Genewein, T., Leibfried, F., Grau-Moya, J., & Braun, D. (2015). Bounded rationality, abstraction and hierarchical decision-making: an information-theoretic optimality principle. Frontiers in Robotics and AI, 2: 27, pp. 1-24. doi:10.3389/frobt.2015.00027.


Cite as: http://hdl.handle.net/11858/00-001M-0000-002A-4410-6
Abstract
Abstraction and hierarchical information-processing are hallmarks of human and animal intelligence underlying the unrivaled flexibility of behavior in biological systems. Achieving such a flexibility in artificial systems is challenging, even with more and more computational power. Here we investigate the hypothesis that abstraction and hierarchical information-processing might in fact be the consequence of limitations in information-processing power. In particular, we study an information-theoretic framework of bounded rational decision-making that trades off utility maximization against information-processing costs.
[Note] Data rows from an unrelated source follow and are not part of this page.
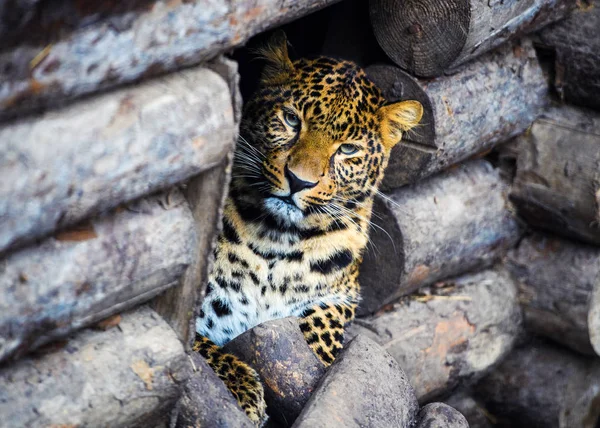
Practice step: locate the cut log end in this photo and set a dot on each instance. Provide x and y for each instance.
(424, 38)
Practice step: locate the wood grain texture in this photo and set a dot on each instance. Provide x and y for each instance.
(77, 278)
(556, 280)
(464, 113)
(457, 332)
(558, 174)
(428, 38)
(575, 45)
(444, 226)
(113, 148)
(543, 386)
(130, 375)
(106, 44)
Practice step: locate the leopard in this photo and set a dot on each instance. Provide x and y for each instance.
(314, 142)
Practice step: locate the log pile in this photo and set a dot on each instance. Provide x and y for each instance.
(117, 128)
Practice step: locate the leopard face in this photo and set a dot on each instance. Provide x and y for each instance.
(316, 136)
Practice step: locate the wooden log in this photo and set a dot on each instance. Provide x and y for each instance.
(70, 51)
(206, 196)
(130, 376)
(428, 38)
(574, 46)
(456, 332)
(543, 386)
(287, 366)
(113, 148)
(463, 113)
(557, 186)
(81, 276)
(556, 280)
(363, 387)
(444, 226)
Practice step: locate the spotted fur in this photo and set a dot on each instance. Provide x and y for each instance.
(314, 142)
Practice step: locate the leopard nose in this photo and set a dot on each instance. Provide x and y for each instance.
(297, 184)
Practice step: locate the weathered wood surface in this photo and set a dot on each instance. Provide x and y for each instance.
(65, 165)
(206, 401)
(543, 386)
(556, 280)
(575, 45)
(429, 37)
(364, 387)
(557, 186)
(287, 366)
(463, 113)
(130, 375)
(206, 195)
(71, 50)
(444, 226)
(83, 275)
(457, 332)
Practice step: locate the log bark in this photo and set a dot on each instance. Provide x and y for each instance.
(428, 38)
(206, 196)
(81, 276)
(457, 332)
(113, 148)
(575, 47)
(71, 50)
(130, 375)
(542, 386)
(289, 369)
(557, 186)
(444, 226)
(463, 113)
(556, 280)
(363, 387)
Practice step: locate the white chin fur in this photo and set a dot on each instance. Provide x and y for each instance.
(284, 212)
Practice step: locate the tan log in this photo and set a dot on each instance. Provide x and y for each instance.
(83, 275)
(457, 331)
(130, 375)
(557, 279)
(557, 186)
(430, 37)
(69, 50)
(444, 226)
(573, 47)
(541, 385)
(63, 166)
(463, 114)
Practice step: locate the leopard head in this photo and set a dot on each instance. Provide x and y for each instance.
(316, 136)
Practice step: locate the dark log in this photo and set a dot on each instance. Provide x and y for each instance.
(428, 38)
(556, 280)
(574, 46)
(69, 50)
(127, 376)
(440, 415)
(444, 226)
(543, 386)
(206, 195)
(83, 275)
(474, 411)
(557, 186)
(113, 148)
(463, 113)
(206, 401)
(456, 332)
(364, 387)
(289, 369)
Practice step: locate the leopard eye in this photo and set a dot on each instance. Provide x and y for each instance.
(291, 119)
(347, 149)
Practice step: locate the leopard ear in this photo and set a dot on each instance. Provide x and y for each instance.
(278, 66)
(398, 118)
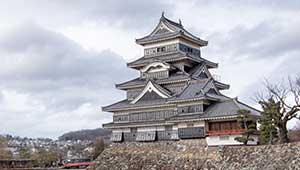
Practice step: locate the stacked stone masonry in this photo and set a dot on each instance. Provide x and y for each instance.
(195, 155)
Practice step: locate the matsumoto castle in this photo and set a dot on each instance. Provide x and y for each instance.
(175, 97)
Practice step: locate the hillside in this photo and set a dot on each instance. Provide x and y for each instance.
(86, 134)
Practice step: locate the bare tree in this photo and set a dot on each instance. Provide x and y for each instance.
(287, 97)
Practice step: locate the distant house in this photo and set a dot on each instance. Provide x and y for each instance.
(175, 97)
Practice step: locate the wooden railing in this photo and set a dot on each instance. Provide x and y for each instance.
(225, 132)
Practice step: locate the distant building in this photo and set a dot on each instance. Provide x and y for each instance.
(175, 97)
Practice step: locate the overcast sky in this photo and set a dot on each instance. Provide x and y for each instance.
(59, 60)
We apply the basic principle of this framework to perception-action systems with multiple information-processing nodes and derive bounded optimal solutions. We show how the formation of abstractions and decision-making hierarchies depends on information-processing costs. We illustrate the theoretical ideas with example simulations and conclude by formalizing a mathematically unifying optimization principle that could potentially be extended to more complex systems.